1. Motor uitschakelen, contact sleutel verwijderen
2. 20-30 sec. wachten tot de rotor stilstaat
3. Altijd het bijgeleverde reinigingshulpstuk gebruiken. Niet met de handen in de uitwerpunit
gaan.
3.4 Serviceveiligheid
WAARSCHUWING
Ondeskundig onderhoud of het niet signaleren van een probleem c.q. het niet
oplossen van een probleem kan tijdens het trillen voor gevaarlijke situaties zorgen.
Gebruikt u alleen een regelmatig en juist onderhouden machine. Alleen zo kunt u
ervan uitgaan dat u uw machine veilig, deskundig en storingsvrij kunt gebruiken. En
dat voor langere tijd.
•
De machine NIET in draaiende situatie schoonmaken, onderhouden, afstellen of
repareren. Beweegbare onderdelen kunnen zware verwondingen veroorzaken.
•
Voor onderhoud en reparatie werkzaamheden ALTIJD de bougie verwijderen.

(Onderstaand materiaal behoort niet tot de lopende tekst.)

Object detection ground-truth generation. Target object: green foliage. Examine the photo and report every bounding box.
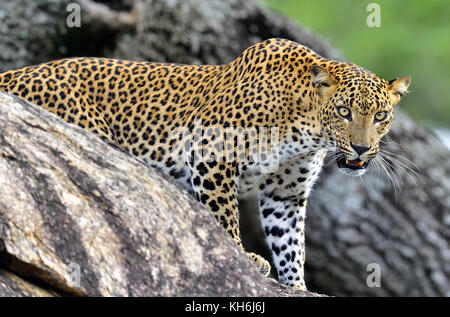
[263,0,450,126]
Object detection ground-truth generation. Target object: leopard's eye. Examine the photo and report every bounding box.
[337,107,352,121]
[375,111,389,122]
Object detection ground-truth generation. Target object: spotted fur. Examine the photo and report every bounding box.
[0,39,410,289]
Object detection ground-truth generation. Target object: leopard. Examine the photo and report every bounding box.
[0,38,411,290]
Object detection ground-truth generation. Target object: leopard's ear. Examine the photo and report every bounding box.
[310,64,337,100]
[388,76,411,106]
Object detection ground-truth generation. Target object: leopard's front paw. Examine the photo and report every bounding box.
[247,252,270,276]
[292,284,307,292]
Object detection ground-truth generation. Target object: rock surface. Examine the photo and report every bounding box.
[0,0,450,296]
[0,93,315,296]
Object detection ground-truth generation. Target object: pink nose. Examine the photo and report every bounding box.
[350,142,371,155]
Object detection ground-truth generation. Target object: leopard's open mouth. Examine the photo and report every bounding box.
[336,156,369,170]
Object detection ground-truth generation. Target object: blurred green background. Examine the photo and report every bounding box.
[262,0,450,128]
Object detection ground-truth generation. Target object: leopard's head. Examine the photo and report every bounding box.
[311,62,411,176]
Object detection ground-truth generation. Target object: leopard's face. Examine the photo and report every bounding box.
[316,64,411,176]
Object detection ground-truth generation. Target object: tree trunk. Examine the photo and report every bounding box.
[0,0,450,296]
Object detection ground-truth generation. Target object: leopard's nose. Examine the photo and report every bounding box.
[350,142,371,155]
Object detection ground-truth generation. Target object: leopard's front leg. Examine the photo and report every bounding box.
[191,161,270,275]
[259,192,306,290]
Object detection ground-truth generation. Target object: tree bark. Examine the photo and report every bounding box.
[0,0,450,296]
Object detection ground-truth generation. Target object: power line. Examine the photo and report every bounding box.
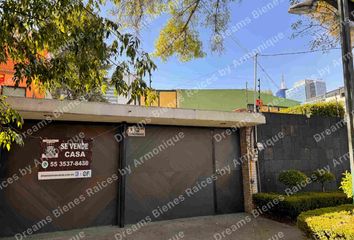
[231,36,279,89]
[258,48,341,57]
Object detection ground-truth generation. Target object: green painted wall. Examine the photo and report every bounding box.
[177,89,300,111]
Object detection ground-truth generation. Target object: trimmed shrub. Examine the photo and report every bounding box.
[313,171,336,192]
[278,169,307,187]
[281,102,344,118]
[339,171,353,198]
[297,204,354,240]
[253,192,352,220]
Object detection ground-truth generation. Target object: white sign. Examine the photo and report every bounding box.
[38,170,92,180]
[127,126,145,137]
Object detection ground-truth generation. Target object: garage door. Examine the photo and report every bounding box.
[125,126,243,224]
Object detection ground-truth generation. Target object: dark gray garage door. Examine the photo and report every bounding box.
[125,126,243,224]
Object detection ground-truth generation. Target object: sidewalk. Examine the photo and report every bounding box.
[1,213,306,240]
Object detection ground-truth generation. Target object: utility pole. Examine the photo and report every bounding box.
[246,81,248,106]
[253,53,258,112]
[338,0,354,203]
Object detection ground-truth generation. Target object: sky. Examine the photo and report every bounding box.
[103,0,343,93]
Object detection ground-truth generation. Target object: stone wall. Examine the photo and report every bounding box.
[257,113,350,192]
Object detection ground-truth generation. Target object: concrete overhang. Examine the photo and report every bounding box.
[6,97,265,127]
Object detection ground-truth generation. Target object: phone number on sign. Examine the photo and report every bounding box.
[50,160,90,167]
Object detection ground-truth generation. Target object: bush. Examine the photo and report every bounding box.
[339,171,353,198]
[281,102,344,118]
[297,205,354,240]
[313,171,336,192]
[278,170,307,187]
[253,192,352,220]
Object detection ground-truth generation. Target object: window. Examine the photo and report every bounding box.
[2,86,26,97]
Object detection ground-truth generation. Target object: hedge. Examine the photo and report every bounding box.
[281,102,345,118]
[297,204,354,240]
[253,192,352,221]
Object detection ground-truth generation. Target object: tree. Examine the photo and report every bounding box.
[114,0,238,61]
[0,0,156,149]
[339,171,353,198]
[0,96,23,151]
[0,0,156,101]
[313,171,336,192]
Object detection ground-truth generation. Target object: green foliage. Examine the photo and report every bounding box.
[114,0,238,61]
[0,0,156,103]
[281,102,344,118]
[0,95,23,151]
[253,192,352,220]
[339,171,353,198]
[278,169,307,187]
[297,205,354,240]
[312,171,336,192]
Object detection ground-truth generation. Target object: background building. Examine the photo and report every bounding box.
[286,79,327,103]
[140,89,300,112]
[275,75,288,98]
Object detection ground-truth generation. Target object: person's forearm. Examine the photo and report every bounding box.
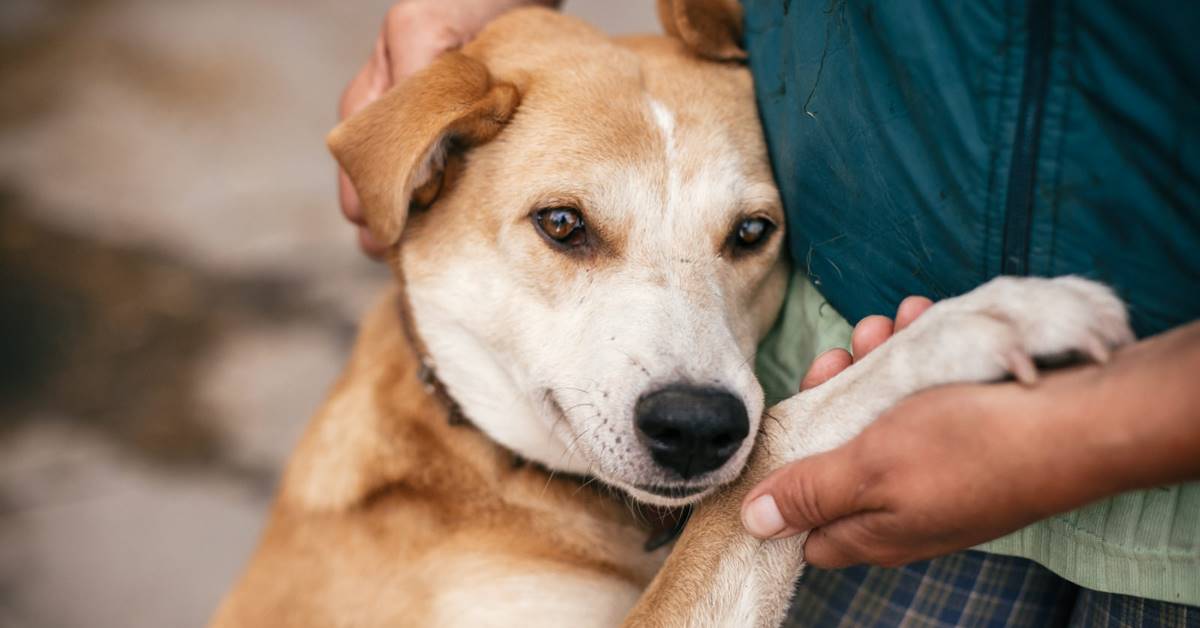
[1028,323,1200,510]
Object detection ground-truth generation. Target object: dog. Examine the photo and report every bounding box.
[212,0,1132,628]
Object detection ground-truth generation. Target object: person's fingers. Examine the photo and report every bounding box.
[337,168,367,227]
[800,349,854,390]
[895,297,934,331]
[742,449,863,539]
[383,2,467,84]
[850,315,893,360]
[359,227,388,259]
[804,521,868,569]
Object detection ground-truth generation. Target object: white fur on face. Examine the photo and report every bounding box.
[404,89,784,506]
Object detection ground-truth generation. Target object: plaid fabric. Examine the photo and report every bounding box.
[784,551,1200,628]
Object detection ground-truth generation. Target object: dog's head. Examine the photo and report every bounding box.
[330,10,786,506]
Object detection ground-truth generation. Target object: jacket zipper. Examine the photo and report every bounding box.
[1001,0,1054,275]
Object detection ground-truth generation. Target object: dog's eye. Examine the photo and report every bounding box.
[533,208,587,249]
[730,216,775,251]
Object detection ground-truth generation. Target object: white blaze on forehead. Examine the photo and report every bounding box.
[646,96,674,155]
[646,96,679,218]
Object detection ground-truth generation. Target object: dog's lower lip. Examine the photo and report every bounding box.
[637,484,708,498]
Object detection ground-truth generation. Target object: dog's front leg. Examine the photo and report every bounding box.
[625,277,1133,628]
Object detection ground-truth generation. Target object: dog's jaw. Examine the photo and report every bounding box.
[413,300,590,476]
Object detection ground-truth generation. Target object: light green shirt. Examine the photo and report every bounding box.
[757,274,1200,605]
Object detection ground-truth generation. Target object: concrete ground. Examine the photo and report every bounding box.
[0,0,656,628]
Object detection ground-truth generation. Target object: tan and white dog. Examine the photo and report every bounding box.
[214,0,1129,627]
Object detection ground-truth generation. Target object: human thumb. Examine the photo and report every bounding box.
[742,449,863,539]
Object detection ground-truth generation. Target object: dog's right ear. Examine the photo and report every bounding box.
[659,0,746,61]
[326,52,521,246]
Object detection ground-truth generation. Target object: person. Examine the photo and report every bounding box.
[340,0,1200,626]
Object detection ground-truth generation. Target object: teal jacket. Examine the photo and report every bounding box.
[744,0,1200,604]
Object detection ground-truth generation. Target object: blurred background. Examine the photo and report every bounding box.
[0,0,658,628]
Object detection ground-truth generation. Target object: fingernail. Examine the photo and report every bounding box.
[742,495,787,539]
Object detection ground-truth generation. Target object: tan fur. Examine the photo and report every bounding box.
[212,6,1132,628]
[212,6,786,627]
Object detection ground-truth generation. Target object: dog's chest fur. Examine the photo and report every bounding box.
[214,294,668,626]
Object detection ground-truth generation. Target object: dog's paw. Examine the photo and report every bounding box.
[898,276,1134,383]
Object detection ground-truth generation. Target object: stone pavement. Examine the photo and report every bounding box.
[0,0,656,628]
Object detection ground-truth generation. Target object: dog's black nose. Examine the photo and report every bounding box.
[634,387,750,478]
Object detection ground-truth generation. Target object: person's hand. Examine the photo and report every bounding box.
[337,0,558,258]
[742,309,1200,568]
[800,297,934,390]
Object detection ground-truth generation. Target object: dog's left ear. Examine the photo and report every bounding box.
[326,52,521,246]
[659,0,746,61]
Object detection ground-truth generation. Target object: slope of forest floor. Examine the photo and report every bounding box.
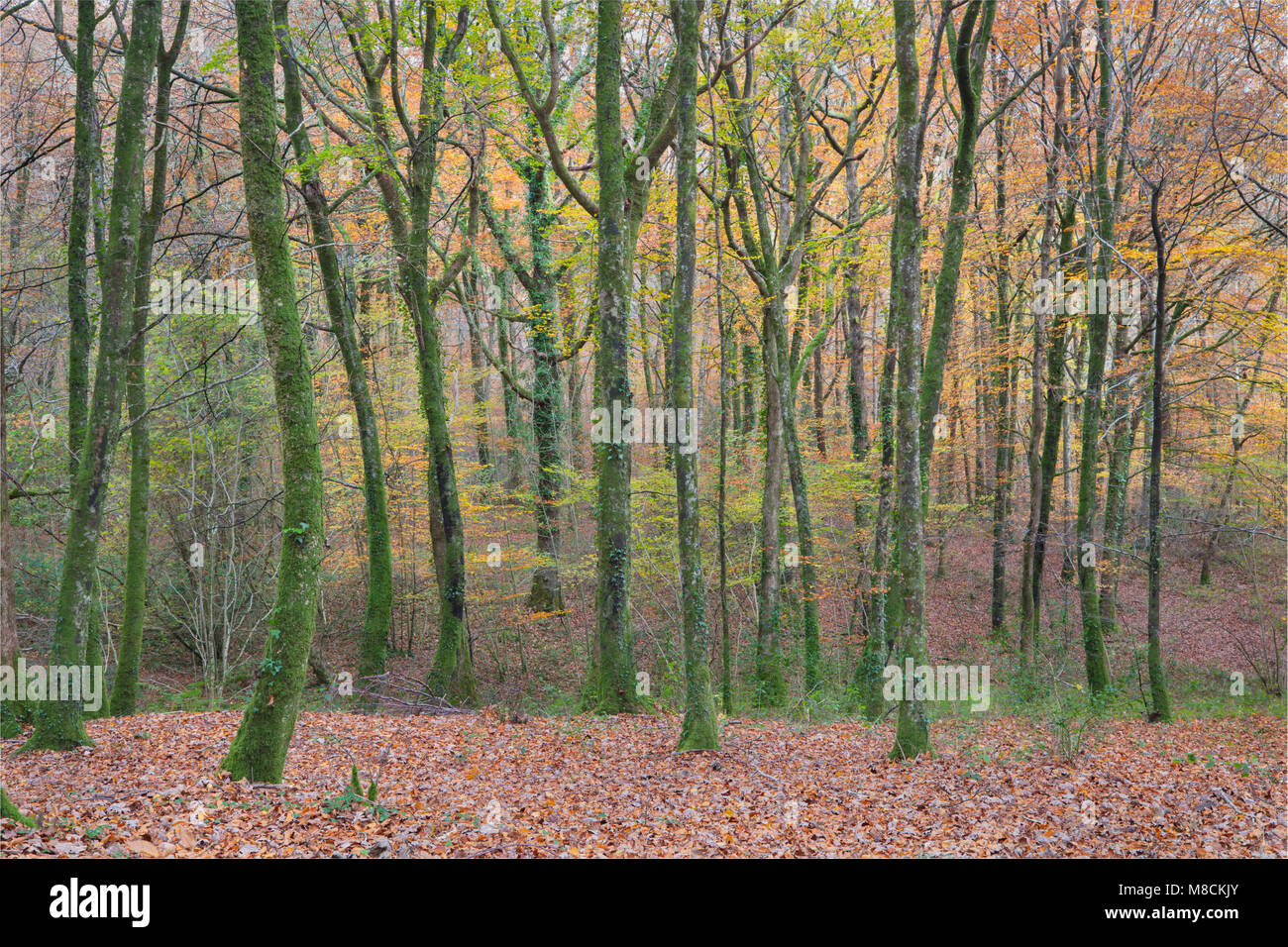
[0,711,1288,857]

Het
plotseling starten van de machine wordt hiermee voorkomen.
•
De machine NIET zonder luchtfilters laten draaien.
•
GEEN benzine of andere ontvlambare oplosmiddelen voor het reinigen van de machine
gebruiken. Benzine- en oplosmiddel dampen kunnen explosies veroorzaken.
•
In de nabijheid van de uitlaat GEEN papier, karton of gelijkwaardig materiaal
neerleggen. Door de heet geworden uitlaat kan een brandhaard ontstaan.
• ALTIJD na reparatie en onderhoudswerkzaamheden de veiligheidsmiddelen weer op de
machine aanbrengen.
• ALTIJD de sneeuwfrees controleren op een veilige werksituatie, vooral het
brandstofsysteem op dichtheid controleren.
• Beschadigde of te vervangen machine onderdelen ALTIJD door originele onderdelen
vervangen.
• ALTIJD na gebruik de motor enige minuten laten draaien om schade aan de rotor
Sneeuwfrees te voorkomen.
• ALTIJD de sneeuwfrees horizontaal vervoeren
• ALTIJD de tankdop regelmatig op dichtheid controleren.
• ALTIJD de koelribben van de motor schoonmaken voor gebruik.
• De stickers op de machine waarschuwen voor gevaren. De machine ALTIJD schoon
houden en beschadigde waarschuwingsstickers vervangen.
Banden en bandendruk:
1. Bij werkzaamheden aan de banden of kettingen altijd erop letten dat machine op een
stevige vlakke ondergrond staat en niet kan wegglijden of rollen.
2. Reparatiewerkzaamheden aan de wielen of ketting mogen uitsluitend door Matom
aangestelde personen uitvoeren.
3. Bouten en moeren bij servicewerkzaamheden altijd natrekken en controleren.
4. Bandenspanning regelmatig controleren (min. 2.0 bar en max. 2.5 bar). Bij een te hoge
druk bestaat de kans op explosiegevaar.
Elektrisch gedeelte:
Dragers van pacemakers of andere hartondersteunende middelen mogen bij een
draaiende motor stroomdoorvoerende delen niet aanraken.